Validity of the relative-dose-response test and the modified-relative-dose-response test as indicators of vitamin A stores in liver

¹ From the Cell Biology and Immunology Group (HV) and the Division of Human Nutrition (CEW), Wageningen University, Wageningen, Netherlands, and the Department of Gastroenterology and Hepatology, University Medical Centre, Nijmegen, Netherlands (CEW).

² Supported by the HarvestPlus Program of the Consultative Group on International Agricultural Research.

³ CEW died on 27 August 2004.

⁴ Reprints not available. Address correspondence to H Verhoef, Cell Biology and Immunology Group, Wageningen University, PO Box 338, 6700 AH Wageningen, Netherlands. E-mail: hans.verhoef{at}wur.nl.

ABSTRACT  
Background: Our group and many others have used the relative-dose-response (RDR) test and the modified-RDR (MRDR) test as proxy indicators of liver stores of vitamin A. However, we have become concerned about the validity of these indicators.

Objective: Simulation models were used to assess effects of random variations in serum retinol concentration on the RDR and to assess effects of group differences in serum retinol concentration on the distribution of RDR and MRDR values.

Design: Random and independent samples were drawn from normally distributed, computer-generated numbers whose distributions simulated serum concentrations of retinol and 3,4-didehydroretinol as obtained from published reports. The resulting data sets were used to compute surrogate RDR or MRDR values. In model 1, the relation between serum concentrations of retinol and RDR was examined within a fictitious population. In models 2 and 3, fictitious populations with different distributions of serum retinol concentration were compared with respect to their RDR and MRDR values.

Results: Simulated RDR values and serum retinol concentrations were negatively related. Models 2 and 3 showed that group differences in serum retinol concentrations necessarily produced group differences in mean RDR or MRDR values. A mathematical artifact may explain the negative relation reported between MRDR and serum retinol concentration, and it dictates that this relation will necessarily vary between populations with different degrees of vitamin A deficiency.

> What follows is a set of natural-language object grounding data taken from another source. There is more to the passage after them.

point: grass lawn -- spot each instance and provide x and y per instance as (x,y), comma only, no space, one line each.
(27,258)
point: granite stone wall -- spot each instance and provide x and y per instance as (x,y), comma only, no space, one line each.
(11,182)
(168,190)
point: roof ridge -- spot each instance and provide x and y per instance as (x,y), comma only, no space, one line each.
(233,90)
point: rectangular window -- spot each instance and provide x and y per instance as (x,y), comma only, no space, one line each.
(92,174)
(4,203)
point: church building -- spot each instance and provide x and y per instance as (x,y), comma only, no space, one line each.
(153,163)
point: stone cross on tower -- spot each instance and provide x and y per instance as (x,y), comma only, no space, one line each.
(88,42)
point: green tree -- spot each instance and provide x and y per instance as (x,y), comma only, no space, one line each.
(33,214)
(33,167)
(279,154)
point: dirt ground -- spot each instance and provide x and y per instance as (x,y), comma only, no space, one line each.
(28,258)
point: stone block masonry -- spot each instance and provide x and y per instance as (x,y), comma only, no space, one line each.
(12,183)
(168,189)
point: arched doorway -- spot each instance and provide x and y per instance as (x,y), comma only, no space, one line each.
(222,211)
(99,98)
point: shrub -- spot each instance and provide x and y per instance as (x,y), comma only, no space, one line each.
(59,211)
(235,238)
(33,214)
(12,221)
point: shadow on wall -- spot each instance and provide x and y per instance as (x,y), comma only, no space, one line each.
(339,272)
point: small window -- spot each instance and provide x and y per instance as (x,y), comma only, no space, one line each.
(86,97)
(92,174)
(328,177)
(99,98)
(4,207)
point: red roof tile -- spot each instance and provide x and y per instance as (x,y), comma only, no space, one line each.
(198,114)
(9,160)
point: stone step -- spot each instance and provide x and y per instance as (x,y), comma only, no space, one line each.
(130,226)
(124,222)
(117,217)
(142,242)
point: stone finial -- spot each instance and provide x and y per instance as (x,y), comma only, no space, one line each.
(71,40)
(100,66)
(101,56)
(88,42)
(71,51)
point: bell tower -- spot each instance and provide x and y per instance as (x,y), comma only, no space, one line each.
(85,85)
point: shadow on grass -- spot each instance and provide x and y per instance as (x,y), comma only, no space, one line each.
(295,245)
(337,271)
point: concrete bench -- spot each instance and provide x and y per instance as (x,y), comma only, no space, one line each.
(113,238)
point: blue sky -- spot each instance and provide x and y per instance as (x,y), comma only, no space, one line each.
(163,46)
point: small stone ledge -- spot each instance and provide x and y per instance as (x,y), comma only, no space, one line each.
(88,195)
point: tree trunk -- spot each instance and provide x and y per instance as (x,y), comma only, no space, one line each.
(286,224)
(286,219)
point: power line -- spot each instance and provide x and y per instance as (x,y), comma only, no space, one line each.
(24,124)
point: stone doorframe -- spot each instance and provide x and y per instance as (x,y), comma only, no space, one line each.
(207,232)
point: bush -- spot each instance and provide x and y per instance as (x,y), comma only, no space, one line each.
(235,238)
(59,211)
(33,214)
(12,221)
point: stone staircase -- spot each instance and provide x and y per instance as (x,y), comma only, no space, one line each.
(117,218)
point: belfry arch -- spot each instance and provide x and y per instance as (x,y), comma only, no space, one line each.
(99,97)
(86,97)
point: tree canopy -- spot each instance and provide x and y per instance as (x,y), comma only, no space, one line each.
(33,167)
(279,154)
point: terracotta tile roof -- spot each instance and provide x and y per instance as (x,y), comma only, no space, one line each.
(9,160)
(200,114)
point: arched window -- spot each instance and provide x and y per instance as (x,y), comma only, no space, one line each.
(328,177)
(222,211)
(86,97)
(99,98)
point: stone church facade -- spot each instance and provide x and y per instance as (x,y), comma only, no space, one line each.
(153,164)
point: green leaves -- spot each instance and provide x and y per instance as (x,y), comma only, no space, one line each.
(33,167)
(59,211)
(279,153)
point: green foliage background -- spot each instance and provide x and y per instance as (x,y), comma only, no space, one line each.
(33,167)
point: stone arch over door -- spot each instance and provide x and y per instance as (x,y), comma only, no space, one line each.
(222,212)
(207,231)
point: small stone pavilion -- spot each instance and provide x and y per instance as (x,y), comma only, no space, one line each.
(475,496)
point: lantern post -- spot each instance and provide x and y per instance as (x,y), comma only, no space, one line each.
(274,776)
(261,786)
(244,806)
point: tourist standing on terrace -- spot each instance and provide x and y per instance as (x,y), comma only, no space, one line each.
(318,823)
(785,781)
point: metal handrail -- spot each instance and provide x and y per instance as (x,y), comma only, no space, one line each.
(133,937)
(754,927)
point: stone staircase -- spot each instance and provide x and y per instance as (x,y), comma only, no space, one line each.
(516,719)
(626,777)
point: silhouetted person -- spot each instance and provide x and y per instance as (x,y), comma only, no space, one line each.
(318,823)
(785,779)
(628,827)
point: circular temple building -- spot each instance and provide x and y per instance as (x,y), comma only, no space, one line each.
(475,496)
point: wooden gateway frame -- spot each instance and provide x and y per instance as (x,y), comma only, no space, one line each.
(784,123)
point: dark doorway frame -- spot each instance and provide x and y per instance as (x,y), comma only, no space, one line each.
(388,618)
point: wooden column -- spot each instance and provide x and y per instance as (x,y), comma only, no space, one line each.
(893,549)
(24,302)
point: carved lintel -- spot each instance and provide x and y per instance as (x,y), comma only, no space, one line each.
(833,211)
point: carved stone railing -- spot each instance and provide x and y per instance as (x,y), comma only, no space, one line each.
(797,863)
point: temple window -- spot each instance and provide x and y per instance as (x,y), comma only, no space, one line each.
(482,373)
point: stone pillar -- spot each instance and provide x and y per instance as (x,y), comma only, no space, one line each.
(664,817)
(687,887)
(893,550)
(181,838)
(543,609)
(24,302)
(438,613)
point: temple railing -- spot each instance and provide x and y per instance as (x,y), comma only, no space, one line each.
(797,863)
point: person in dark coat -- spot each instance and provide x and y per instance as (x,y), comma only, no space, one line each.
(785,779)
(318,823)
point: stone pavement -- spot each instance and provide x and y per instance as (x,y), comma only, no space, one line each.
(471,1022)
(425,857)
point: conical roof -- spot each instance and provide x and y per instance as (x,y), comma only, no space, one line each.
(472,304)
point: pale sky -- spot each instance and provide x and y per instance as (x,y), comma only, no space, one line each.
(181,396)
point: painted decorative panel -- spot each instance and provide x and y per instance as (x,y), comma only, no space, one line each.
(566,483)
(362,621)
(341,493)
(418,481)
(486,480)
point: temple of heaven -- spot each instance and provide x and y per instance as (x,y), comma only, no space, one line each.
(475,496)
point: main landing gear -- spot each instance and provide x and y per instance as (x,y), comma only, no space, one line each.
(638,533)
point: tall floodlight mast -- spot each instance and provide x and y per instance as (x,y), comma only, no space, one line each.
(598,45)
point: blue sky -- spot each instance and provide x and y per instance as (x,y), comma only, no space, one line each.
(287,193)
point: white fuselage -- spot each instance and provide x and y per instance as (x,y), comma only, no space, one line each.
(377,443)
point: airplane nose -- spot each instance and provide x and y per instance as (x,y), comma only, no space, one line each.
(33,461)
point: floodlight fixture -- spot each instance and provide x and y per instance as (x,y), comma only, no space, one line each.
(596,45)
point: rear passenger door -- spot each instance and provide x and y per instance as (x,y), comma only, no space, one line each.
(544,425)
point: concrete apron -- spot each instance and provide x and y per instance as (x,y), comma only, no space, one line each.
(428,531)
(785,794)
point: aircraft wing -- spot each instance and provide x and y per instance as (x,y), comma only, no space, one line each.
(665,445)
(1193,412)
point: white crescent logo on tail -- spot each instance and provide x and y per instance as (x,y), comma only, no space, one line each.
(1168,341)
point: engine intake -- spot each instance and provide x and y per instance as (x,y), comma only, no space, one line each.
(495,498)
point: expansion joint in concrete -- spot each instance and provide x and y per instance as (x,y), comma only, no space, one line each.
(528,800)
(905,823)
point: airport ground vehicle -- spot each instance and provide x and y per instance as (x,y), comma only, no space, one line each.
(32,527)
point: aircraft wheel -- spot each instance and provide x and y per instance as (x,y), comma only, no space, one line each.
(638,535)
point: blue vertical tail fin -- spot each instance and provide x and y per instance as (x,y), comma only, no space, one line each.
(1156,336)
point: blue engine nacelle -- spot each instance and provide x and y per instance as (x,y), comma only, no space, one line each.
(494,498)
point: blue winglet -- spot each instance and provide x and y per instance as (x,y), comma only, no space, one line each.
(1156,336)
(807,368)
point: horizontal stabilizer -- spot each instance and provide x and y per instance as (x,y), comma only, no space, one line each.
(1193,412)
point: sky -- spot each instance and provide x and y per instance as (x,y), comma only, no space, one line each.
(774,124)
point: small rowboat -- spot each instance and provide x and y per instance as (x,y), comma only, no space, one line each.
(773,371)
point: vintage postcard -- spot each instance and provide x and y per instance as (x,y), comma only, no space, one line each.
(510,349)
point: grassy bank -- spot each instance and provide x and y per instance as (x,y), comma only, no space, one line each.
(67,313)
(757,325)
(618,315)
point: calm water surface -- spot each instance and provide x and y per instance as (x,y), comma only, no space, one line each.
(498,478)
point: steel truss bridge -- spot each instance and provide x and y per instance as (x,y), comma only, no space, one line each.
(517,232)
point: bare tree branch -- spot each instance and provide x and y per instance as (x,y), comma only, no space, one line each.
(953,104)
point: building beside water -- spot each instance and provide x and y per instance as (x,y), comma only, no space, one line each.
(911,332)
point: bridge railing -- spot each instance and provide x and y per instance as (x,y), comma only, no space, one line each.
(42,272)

Conclusion: A continued search for alternative blood indicators of liver stores of vitamin A is needed.

Key Words: Vitamin A • vitamin A deficiency • vitamin A metabolism • tissue distribution • statistical data interpretation • computer simulation

INTRODUCTION  
Serum retinol concentration has been widely used and is recommended as the prime indicator for routine assessment of the occurrence and degree of vitamin A deficiency (1). However, it cannot be used to assess the degree of sufficiency because studies in animals fed a low-retinol diet showed that liver stores of retinol decline to marginal amounts before serum retinol concentrations decrease (2). Thus, serum retinol concentration is thought to be homeostatically set in persons, regardless of liver stores, provided that such stores are >20 µg/g (0.07 µmol/g; 1). In most well-nourished populations with "adequate" stores, average serum retinol concentrations generally exceed 30 µg/dL (1.05 µmol/L; 1). Within the homeostatically regulated range of >30 µg/dL, concentrations of retinol in serum are considered to supply adequate vitamin A for tissue needs.

A search for suitable proxy biochemical indicators of liver stores of vitamin A has led to the development of 2 tests, the relative-dose-response (RDR) test and the modified–RDR (MRDR) test (3-5). These tests have been widely used as indicators that are complementary to serum retinol concentration for assessing vitamin A status in population surveys and for estimating the effects of interventions on vitamin A status. For example, on the basis of effects observed on the MRDR test, our group recently reported that iron supplementation might result in a redistribution of vitamin A from circulation to stores (6). However, we have become concerned that the formulas used to construct the RDR and MRDR tests produces mathematical artifacts that threaten the validity of the tests. Because of these concerns, the aim of this study was to review the validity of these indicators. Rather than using a formal mathematical approach, we decided to examine our concerns by using a series of simulations.

METHODS  
Background of RDR and MRDR tests
Both the RDR and MRDR tests are based on the finding that retinol-binding protein accumulates in the liver when vitamin A intake is low. The design of the RDR test was based on evidence that any decrease in serum retinol concentrations resulting primarily from a deficiency in vitamin A stores is immediately and preferentially made up by a newly ingested supply of the vitamin (7). Thus, once vitamin A or provitamin A is supplied to a vitamin A–deficient person, retinol is released into the circulation, bound to retinol-binding protein, within a matter of hours. To measure the RDR, fasting persons are given an oral supplement of vitamin A as retinyl ester (450–1000 µg) in oily solution. The RDR is computed for each person by using the equation

RESULTS  
Model 1
The results of our first simulation (Figure 1) show that the RDR and serum retinol concentration are negatively related. Such a result is to be expected, because, if we have any 2 sets of random numbers, R₅ and R₀, and if we plot (R₅–R₀)/R₅ on the y axis and R₀ on the x axis, a negative relation will be observed. This is because –R₀ occurs in the y term and +R₀ in the x term. In addition, the data show that variability in RDR values increases with increasing serum retinol concentrations.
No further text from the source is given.